StepPRM-RTL: Stepwise Process-Reward Guided LLM Fine-Tuning for Enhanced RTL Synthesis

Automatic generation of RTL code for digital hardware designs remains challenging due to long-horizon reasoning, multi-step dependencies, and strict correctness constraints in Verilog and VHDL. We present StepPRM-RTL, a novel framework that combines stepwise trajectory modeling, process-reward modeling (PRM), and retrieval-augmented fine-tuning (RAFT) to enhance both the functional correctness and reasoning fidelity of LLM-based RTL code generation. StepPRM-RTL constructs stepwise reasoning trajectories from canonical solutions, where each step contains a rationale and incremental code modification. A Process Reward Model (PRM) evaluates intermediate steps, providing dense feedback that guides reinforcement-style updates during RAFT fine-tuning. Monte Carlo Tree Search (MCTS) explores alternative reasoning paths, enriching the training dataset with high-quality trajectories. This integration of stepwise and outcome-aware rewards allows the model to learn both how and why to construct correct RTL, improving long-horizon reasoning beyond standard supervised or outcome-based training. Experimental evaluation on benchmark Verilog and VHDL datasets demonstrates that StepPRM-RTL outperforms the best prior methods by over 10\% in functional correctness and reasoning fidelity metrics. Ablation studies confirm that the combination of PRM-guided rewards and stepwise trajectory exploration is key to its performance. StepPRM-RTL generalizes across RTL languages and provides a scalable framework for high-fidelity, interpretable code generation, establishing a new standard for LLM-assisted hardware design automation.

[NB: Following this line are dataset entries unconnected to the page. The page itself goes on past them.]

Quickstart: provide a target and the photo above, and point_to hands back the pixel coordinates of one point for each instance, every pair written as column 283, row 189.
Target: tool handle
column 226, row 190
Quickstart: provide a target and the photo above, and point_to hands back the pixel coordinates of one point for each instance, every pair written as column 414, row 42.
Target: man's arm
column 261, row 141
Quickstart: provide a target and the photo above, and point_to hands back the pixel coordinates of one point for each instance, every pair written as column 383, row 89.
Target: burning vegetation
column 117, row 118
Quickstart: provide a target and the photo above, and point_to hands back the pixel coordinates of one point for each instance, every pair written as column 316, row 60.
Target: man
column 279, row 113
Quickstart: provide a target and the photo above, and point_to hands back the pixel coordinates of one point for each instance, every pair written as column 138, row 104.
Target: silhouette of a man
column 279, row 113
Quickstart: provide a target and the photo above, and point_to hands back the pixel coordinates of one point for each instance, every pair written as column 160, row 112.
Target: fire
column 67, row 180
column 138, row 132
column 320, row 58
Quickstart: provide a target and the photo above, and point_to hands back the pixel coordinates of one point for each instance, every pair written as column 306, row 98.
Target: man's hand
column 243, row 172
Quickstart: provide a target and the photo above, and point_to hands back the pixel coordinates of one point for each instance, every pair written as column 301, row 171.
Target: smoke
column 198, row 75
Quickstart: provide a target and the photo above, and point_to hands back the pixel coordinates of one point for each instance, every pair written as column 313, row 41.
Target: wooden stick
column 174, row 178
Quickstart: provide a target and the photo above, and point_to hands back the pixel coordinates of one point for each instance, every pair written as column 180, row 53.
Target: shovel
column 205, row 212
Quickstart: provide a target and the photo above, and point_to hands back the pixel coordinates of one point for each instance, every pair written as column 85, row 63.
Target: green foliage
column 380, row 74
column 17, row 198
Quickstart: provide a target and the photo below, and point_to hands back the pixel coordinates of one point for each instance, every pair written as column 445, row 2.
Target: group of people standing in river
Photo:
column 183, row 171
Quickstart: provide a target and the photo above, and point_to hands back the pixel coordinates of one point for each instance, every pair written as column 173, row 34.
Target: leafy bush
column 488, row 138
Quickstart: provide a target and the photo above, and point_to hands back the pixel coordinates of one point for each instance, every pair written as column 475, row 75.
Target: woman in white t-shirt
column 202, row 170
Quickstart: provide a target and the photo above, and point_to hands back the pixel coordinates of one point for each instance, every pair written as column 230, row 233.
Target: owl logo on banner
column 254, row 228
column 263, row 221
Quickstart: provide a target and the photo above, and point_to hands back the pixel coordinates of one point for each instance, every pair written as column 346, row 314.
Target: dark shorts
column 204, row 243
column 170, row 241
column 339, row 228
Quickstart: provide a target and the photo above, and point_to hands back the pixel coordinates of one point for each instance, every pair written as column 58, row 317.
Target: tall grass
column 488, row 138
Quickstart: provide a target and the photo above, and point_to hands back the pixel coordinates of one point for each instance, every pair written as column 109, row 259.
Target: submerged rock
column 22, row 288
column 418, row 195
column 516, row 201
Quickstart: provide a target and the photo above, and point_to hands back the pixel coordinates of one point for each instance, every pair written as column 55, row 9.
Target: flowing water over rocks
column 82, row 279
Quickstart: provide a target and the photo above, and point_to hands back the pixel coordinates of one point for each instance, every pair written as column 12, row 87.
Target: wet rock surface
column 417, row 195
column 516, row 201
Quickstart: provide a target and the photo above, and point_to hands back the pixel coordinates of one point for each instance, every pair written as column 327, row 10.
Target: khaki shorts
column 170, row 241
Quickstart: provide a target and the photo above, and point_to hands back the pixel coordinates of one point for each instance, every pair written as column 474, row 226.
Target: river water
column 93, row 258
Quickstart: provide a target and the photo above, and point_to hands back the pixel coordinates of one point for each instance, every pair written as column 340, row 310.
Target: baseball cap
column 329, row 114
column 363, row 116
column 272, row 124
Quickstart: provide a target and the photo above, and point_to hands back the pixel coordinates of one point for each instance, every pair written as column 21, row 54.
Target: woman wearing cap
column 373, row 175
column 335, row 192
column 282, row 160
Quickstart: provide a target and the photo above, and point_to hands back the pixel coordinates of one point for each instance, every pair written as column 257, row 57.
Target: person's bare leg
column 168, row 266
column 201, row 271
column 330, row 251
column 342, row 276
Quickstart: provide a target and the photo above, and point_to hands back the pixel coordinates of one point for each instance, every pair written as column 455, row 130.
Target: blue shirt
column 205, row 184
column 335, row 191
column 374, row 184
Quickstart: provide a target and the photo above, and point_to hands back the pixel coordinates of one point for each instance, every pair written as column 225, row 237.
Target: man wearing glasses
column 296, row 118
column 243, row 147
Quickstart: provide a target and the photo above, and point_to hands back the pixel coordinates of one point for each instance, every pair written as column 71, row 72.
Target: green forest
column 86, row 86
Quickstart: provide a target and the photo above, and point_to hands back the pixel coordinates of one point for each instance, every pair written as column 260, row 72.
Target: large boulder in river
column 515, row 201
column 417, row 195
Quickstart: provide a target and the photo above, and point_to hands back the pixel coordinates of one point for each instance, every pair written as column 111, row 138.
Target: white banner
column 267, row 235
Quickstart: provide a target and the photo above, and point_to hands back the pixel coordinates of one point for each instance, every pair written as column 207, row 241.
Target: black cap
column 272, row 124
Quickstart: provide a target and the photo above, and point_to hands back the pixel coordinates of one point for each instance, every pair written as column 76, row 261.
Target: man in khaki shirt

翻译：数字硬件设计中RTL代码的自动生成仍面临挑战，这主要源于Verilog和VHDL在长程推理、多步骤依赖以及严格正确性约束方面的要求。我们提出StepPRM-RTL这一新型框架，该框架结合了逐步轨迹建模、过程奖励建模（PRM）和检索增强微调（RAFT），旨在提升基于大语言模型（LLM）的RTL代码生成功能正确性与推理保真度。StepPRM-RTL从规范解中构建逐步推理轨迹，其中每一步包含推理依据与增量代码修改。过程奖励模型（PRM）对中间步骤进行评估，提供密集反馈以指导RAFT微调期间的强化式更新。蒙特卡洛树搜索（MCTS）探索替代推理路径，从而用高质量轨迹丰富训练数据集。这种结合逐步奖励与结果感知奖励的集成方式，使模型能够学习如何以及为何构建正确的RTL，从而在超越标准监督式或结果导向式训练的基础上，提升长程推理能力。在基准Verilog和VHDL数据集上的实验评估表明，StepPRM-RTL在功能正确性与推理保真度指标上比最佳现有方法提升超过10%。消融研究证实，PRM引导奖励与逐步轨迹探索的结合是其性能的关键。StepPRM-RTL可跨RTL语言泛化，并为高保真、可解释的代码生成提供了可扩展框架，为基于大语言模型的硬件设计自动化树立了新标准。